Fast-forward to today when Dr. Punch was in our studio as this week's guest on The Dale Jr. Download. Dale Jr. asked a relatively vague question about Punch's role in Days of Thunder with nary a clue it was more than a cameo. How much more? What if I told you that producers were considering actresses like Kim Basinger to play the role of Dr. Claire Lewicki, but it was Dr. Punch's recommendation that a neurosurgeon wouldn't normally look like Basinger. Punch was, after all, a trauma physician first and a racing TV broadcaster second. Who on the planet was better suited to be a source for authenticity than Punch?


"You need someone who is a bit more pasty -- someone who looks as if they are indoors all the time," Punch told writer Robert Towne. The next day they had a new idea -- an actress named Nicole Kidman. When Punch approved, the producers set course on a new direction.

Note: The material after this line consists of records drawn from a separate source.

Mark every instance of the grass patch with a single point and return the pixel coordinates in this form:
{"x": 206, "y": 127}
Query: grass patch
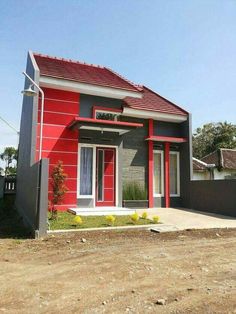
{"x": 65, "y": 220}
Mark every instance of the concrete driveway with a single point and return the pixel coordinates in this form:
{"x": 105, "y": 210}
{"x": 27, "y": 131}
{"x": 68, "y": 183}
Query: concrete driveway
{"x": 187, "y": 218}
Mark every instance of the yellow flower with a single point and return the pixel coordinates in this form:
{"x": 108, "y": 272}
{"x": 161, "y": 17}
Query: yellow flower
{"x": 78, "y": 220}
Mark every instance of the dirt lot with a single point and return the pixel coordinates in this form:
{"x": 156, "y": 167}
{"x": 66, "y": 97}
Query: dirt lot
{"x": 120, "y": 272}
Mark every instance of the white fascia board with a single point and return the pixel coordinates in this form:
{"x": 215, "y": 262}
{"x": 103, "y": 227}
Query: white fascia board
{"x": 31, "y": 55}
{"x": 89, "y": 89}
{"x": 104, "y": 129}
{"x": 146, "y": 114}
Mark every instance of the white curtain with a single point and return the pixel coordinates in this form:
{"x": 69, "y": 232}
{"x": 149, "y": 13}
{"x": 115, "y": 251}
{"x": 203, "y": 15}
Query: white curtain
{"x": 86, "y": 170}
{"x": 173, "y": 174}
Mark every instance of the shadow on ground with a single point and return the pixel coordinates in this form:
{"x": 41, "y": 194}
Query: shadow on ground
{"x": 11, "y": 224}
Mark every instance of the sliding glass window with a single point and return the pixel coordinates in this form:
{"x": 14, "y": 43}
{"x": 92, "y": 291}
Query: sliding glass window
{"x": 174, "y": 174}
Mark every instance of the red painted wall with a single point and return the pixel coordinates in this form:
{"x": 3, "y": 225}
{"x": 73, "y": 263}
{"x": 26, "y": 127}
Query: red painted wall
{"x": 60, "y": 143}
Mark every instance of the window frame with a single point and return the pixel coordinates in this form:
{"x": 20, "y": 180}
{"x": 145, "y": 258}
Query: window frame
{"x": 161, "y": 152}
{"x": 178, "y": 174}
{"x": 93, "y": 171}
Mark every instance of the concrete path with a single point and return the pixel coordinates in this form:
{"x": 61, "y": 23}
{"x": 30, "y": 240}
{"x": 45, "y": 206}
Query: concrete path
{"x": 187, "y": 218}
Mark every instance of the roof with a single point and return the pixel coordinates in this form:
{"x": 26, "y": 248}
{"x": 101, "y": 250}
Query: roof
{"x": 198, "y": 165}
{"x": 82, "y": 72}
{"x": 223, "y": 158}
{"x": 99, "y": 75}
{"x": 154, "y": 102}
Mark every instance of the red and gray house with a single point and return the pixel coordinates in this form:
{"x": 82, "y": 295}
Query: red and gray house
{"x": 107, "y": 131}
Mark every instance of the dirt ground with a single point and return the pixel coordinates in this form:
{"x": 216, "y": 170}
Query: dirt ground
{"x": 120, "y": 272}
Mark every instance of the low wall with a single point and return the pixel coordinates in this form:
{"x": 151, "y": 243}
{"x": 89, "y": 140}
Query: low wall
{"x": 216, "y": 196}
{"x": 32, "y": 197}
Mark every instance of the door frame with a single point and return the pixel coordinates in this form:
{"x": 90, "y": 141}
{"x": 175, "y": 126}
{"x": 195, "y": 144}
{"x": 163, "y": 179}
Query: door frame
{"x": 93, "y": 196}
{"x": 103, "y": 149}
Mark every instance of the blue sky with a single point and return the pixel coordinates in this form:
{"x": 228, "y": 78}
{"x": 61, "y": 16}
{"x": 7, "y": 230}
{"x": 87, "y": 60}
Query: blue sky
{"x": 184, "y": 50}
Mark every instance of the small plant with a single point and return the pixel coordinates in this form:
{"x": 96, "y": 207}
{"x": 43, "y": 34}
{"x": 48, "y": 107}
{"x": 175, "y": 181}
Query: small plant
{"x": 144, "y": 215}
{"x": 78, "y": 220}
{"x": 111, "y": 220}
{"x": 58, "y": 187}
{"x": 156, "y": 219}
{"x": 135, "y": 218}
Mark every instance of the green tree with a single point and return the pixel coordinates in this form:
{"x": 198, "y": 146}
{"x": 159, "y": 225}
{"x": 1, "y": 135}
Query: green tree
{"x": 8, "y": 156}
{"x": 212, "y": 136}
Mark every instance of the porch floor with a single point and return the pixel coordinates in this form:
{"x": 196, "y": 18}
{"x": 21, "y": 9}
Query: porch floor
{"x": 101, "y": 211}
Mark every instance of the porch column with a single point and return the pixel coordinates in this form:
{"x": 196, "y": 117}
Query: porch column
{"x": 150, "y": 164}
{"x": 167, "y": 174}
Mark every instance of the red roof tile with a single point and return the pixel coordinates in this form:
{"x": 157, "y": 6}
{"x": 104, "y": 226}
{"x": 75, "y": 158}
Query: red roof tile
{"x": 98, "y": 75}
{"x": 81, "y": 72}
{"x": 154, "y": 102}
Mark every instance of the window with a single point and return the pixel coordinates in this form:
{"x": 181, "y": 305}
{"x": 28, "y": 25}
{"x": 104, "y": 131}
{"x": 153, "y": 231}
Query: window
{"x": 100, "y": 172}
{"x": 158, "y": 173}
{"x": 86, "y": 171}
{"x": 174, "y": 174}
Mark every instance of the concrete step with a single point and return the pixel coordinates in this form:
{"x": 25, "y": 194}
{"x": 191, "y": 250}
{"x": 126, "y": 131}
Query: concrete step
{"x": 101, "y": 211}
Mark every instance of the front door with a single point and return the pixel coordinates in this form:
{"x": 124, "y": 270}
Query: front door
{"x": 105, "y": 176}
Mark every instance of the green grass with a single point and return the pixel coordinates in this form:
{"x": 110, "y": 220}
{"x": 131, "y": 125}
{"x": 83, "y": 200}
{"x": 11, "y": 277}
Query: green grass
{"x": 65, "y": 220}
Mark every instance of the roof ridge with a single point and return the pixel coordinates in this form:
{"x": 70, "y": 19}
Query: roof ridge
{"x": 170, "y": 102}
{"x": 139, "y": 87}
{"x": 214, "y": 151}
{"x": 68, "y": 60}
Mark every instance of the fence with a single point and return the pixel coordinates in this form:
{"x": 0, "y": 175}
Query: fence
{"x": 216, "y": 196}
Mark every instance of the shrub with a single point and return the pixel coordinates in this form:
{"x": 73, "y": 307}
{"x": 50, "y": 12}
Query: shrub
{"x": 111, "y": 220}
{"x": 144, "y": 215}
{"x": 134, "y": 191}
{"x": 59, "y": 188}
{"x": 78, "y": 220}
{"x": 155, "y": 219}
{"x": 135, "y": 218}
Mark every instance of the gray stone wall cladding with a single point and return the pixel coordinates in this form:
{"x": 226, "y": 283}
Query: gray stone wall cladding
{"x": 135, "y": 155}
{"x": 133, "y": 149}
{"x": 213, "y": 196}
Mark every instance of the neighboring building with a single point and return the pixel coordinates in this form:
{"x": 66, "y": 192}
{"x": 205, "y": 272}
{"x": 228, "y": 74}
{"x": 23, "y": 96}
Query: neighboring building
{"x": 107, "y": 131}
{"x": 219, "y": 165}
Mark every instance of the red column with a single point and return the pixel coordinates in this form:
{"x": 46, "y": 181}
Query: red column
{"x": 150, "y": 165}
{"x": 167, "y": 174}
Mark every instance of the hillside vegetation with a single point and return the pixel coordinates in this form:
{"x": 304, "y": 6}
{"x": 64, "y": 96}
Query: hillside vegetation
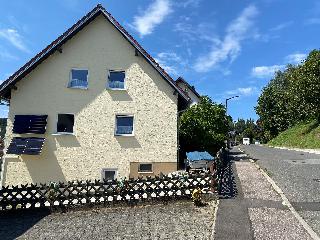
{"x": 291, "y": 97}
{"x": 300, "y": 136}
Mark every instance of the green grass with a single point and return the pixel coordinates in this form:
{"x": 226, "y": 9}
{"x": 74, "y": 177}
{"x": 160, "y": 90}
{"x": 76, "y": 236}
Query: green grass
{"x": 305, "y": 135}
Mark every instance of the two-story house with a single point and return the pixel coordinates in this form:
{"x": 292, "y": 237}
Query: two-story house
{"x": 92, "y": 105}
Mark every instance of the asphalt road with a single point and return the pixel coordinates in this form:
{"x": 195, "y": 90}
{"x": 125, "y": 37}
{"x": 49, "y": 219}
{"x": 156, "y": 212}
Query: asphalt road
{"x": 297, "y": 174}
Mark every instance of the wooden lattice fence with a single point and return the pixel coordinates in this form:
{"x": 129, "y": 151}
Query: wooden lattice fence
{"x": 88, "y": 193}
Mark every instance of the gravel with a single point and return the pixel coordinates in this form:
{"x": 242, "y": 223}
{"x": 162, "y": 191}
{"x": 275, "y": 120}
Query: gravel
{"x": 269, "y": 223}
{"x": 180, "y": 220}
{"x": 254, "y": 184}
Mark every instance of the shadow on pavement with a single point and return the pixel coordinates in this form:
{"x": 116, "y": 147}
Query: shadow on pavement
{"x": 14, "y": 224}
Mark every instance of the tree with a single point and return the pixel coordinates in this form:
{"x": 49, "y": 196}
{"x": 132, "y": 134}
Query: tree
{"x": 203, "y": 127}
{"x": 292, "y": 96}
{"x": 247, "y": 129}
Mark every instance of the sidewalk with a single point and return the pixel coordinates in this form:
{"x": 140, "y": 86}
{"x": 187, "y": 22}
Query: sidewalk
{"x": 315, "y": 151}
{"x": 257, "y": 210}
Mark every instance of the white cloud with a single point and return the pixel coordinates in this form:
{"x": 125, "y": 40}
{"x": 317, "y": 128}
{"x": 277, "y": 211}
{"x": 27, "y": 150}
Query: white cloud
{"x": 247, "y": 91}
{"x": 296, "y": 58}
{"x": 266, "y": 71}
{"x": 313, "y": 21}
{"x": 14, "y": 38}
{"x": 151, "y": 17}
{"x": 269, "y": 71}
{"x": 5, "y": 55}
{"x": 230, "y": 47}
{"x": 282, "y": 26}
{"x": 170, "y": 62}
{"x": 188, "y": 3}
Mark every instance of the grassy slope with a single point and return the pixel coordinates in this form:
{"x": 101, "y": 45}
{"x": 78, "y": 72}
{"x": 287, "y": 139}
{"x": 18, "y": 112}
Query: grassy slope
{"x": 300, "y": 136}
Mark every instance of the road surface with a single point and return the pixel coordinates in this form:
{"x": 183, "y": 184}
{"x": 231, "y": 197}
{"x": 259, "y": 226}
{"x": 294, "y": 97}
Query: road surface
{"x": 297, "y": 174}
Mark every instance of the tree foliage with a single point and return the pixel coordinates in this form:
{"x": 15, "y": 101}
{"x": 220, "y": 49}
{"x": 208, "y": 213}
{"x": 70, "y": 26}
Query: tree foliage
{"x": 247, "y": 129}
{"x": 203, "y": 127}
{"x": 292, "y": 96}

Punch's Days of Thunder insights are fascinating to anyone like me who grew up on that movie, because if you grew up on that movie, you grew up on 1990s NASCAR. And if you grew up on 1990s NASCAR, then you grew up with Punch in your living room every Sunday afternoon. Being a member of the broadcast team, he was as central to NASCAR as the drivers themselves. Into that mix you can add Ned Jarrett, Ken Squier, Eli Gold, Bob Jenkins, Benny Parsons, Buddy Baker, Barney Hall and Dick Berggren, to name a few. Dr. Jerry Punch helped shape our NASCAR experience for 30 years, whether we realized it or not.

What I couldn't have realized as an outsider was how he shaped people on the inside, too. Did I say shape? In some cases... saved. He kept Rusty Wallace alive in 1988 when the driver stopped breathing. He saved ARCA driver Don Marmor when he flipped at Atlanta, Punch's mic hot the entire time. And he treated Richard Petty's crew members when a fire broke out in the pits during the Motorcraft Quality Parts 500.


How Dr. Punch was able to be an exceptional TV broadcaster and a life-saving trauma doctor at the same time is extraordinary. He was -- no, is -- our real-life Moonlight Graham, the character in the 1989 film Field of Dreams who, despite being in a game he loved, could emerge as a doctor to save a life when the situation required it.


Only Dr. Jerry Punch is no movie character. Except the times when he is.